Extreme Environments

(i) Ballistic impact resistant thin films: An increasingly popular method of evaluating material impact behavior is laser-induced projectile impact testing (LIPIT), wherein microprojectiles are fired into a target at supersonic speeds. Traditional analysis of experimental LIPIT is limited to post-mortem procedures. However, the use of molecular dynamics simulations allows for enhanced spatiotemporal resolution of failure processes and precise control of design parameters. While simulations at micron scales at computationally expensive, utilization of chemistry-specific coarse-grained models allows access to these prohibitive regions. By combining LIPIT with additional mechanical simulations, we can identify trends in the design space and elucidate the failure behavior of thin films. Integrating theory and machine learning techniques, this information enables the development of optimal responses. 
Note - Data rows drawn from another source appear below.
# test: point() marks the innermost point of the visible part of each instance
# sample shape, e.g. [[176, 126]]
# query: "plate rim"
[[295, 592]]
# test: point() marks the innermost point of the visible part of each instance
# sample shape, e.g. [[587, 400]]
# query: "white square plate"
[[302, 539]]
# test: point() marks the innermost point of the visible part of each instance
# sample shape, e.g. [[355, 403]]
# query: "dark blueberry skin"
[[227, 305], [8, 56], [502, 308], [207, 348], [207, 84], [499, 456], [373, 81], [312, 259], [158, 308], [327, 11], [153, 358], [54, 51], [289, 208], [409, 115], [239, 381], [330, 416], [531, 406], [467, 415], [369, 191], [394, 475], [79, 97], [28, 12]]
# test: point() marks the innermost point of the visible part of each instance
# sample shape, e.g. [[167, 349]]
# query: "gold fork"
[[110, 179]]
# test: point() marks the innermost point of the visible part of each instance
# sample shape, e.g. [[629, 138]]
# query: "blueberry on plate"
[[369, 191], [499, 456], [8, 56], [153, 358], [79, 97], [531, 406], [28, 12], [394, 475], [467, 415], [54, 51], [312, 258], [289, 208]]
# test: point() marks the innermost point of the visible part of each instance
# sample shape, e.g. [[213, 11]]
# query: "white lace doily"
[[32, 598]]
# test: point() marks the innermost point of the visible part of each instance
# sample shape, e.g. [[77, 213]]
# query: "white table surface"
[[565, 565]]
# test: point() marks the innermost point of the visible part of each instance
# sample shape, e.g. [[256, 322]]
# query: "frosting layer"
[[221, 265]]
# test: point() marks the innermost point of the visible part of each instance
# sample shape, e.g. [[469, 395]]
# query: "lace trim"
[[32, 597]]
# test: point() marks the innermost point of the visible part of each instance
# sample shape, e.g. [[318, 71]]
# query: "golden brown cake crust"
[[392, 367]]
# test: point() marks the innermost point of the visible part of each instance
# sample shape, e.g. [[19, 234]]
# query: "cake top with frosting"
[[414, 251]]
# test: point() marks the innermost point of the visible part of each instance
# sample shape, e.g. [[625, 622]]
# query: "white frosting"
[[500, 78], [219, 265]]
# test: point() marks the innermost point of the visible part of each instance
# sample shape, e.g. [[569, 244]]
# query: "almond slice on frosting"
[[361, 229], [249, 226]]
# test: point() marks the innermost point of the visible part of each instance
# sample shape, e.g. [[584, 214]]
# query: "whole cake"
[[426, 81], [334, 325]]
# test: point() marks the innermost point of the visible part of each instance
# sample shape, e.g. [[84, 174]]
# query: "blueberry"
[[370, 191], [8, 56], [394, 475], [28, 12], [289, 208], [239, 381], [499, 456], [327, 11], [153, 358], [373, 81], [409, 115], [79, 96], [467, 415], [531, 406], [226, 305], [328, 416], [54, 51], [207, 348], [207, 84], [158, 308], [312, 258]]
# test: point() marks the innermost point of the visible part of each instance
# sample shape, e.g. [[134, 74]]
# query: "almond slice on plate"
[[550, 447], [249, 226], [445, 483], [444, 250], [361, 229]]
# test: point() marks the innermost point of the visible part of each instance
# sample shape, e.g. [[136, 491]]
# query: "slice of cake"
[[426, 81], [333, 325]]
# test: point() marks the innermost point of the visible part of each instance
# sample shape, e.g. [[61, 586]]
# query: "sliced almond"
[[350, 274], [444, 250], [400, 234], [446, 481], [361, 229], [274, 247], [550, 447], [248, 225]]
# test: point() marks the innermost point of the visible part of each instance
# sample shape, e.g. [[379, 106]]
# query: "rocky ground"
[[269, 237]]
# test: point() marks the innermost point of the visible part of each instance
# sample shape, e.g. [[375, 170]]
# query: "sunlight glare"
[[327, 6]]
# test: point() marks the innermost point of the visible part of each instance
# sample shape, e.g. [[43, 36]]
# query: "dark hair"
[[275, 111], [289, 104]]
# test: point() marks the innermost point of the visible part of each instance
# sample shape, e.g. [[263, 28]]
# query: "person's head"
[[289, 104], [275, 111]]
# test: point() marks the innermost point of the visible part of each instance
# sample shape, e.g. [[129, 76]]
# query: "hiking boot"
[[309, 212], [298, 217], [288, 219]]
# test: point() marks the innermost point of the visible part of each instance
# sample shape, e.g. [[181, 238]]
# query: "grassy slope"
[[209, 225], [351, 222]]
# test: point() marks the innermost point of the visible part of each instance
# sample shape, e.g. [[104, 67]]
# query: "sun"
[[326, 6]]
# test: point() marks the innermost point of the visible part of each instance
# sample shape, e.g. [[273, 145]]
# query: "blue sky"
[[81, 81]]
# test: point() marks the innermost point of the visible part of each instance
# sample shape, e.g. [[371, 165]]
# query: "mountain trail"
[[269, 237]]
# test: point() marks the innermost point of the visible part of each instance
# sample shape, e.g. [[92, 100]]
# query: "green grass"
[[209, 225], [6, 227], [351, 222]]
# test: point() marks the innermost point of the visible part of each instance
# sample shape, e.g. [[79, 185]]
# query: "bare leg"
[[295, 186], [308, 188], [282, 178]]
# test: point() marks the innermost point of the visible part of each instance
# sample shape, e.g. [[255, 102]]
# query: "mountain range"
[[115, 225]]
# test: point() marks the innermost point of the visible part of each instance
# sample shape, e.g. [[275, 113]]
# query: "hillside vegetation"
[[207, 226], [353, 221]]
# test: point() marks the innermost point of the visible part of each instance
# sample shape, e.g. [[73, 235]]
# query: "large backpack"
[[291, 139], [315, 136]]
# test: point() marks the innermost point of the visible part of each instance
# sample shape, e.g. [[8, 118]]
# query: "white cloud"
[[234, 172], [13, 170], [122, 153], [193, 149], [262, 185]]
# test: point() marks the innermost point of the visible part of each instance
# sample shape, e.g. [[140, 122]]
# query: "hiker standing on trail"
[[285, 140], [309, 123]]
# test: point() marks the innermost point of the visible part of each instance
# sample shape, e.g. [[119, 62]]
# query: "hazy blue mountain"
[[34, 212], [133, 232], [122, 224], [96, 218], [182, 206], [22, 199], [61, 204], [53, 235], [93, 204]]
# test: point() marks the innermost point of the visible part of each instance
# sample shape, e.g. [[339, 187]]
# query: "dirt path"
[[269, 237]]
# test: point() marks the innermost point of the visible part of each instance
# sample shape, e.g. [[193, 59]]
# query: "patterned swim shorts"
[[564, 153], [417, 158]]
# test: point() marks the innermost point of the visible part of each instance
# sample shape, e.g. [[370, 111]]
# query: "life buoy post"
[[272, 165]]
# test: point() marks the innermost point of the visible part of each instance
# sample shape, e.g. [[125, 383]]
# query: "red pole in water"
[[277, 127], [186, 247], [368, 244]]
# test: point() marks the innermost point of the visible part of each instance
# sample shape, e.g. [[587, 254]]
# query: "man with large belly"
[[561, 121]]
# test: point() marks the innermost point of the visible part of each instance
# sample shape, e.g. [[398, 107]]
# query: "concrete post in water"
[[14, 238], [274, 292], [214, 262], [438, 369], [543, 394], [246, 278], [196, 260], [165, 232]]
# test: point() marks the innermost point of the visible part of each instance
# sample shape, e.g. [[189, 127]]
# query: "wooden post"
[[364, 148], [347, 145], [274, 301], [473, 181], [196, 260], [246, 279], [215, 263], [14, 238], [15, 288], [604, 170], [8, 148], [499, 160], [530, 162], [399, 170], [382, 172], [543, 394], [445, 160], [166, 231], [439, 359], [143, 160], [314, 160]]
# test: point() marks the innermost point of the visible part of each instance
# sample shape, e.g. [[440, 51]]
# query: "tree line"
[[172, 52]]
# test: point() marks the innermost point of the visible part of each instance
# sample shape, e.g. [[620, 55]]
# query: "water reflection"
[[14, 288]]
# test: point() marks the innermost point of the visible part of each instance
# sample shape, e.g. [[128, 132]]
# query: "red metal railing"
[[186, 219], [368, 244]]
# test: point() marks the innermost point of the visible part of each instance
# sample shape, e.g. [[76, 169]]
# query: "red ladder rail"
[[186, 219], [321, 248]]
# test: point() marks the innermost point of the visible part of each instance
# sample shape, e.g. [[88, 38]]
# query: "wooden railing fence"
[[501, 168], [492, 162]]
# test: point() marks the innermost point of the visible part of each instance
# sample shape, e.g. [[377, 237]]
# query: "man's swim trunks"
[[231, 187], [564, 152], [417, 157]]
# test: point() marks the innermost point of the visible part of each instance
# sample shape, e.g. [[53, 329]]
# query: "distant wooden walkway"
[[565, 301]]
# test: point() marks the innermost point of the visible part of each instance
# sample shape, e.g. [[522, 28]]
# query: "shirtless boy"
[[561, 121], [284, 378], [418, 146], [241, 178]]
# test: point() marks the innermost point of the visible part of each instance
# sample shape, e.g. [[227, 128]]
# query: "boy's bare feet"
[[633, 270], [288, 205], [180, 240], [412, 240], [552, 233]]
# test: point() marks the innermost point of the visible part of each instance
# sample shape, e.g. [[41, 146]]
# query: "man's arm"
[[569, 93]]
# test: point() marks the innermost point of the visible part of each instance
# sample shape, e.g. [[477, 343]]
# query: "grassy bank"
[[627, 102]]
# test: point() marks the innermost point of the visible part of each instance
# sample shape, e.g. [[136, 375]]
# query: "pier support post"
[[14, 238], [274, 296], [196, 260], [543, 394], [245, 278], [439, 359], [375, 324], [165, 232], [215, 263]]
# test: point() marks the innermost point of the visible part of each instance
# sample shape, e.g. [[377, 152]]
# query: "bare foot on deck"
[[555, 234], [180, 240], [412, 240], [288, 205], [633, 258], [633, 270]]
Graphene, known for its astounding strength, flexibility, and low density is experiencing consistent decreases in manufacturing costs. These factors are ideal for impact-resistant materials, but neat graphene still lacks a critical trait: toughness. One method of increasing toughness is to use the functional groups of graphene oxide (GO) to increase interlayer adhesion, dissipating impact energy through friction between sliding flakes. While this strategy does increase energy dissipation, we find there exists a tradeoff between flake adhesion and impact velocity as strong adhesion under rapid impact prohibits load redistribution. This behavioral shift is linked to the critical length scales of the flakes, representing the distance at which shear resistance between flakes is maximized. Ongoing work in this area includes analytical and machine learning modeling of GO thin film data in addition to evaluation of multilayered graphene/polycarbonate thin films for ballistic impact resistance.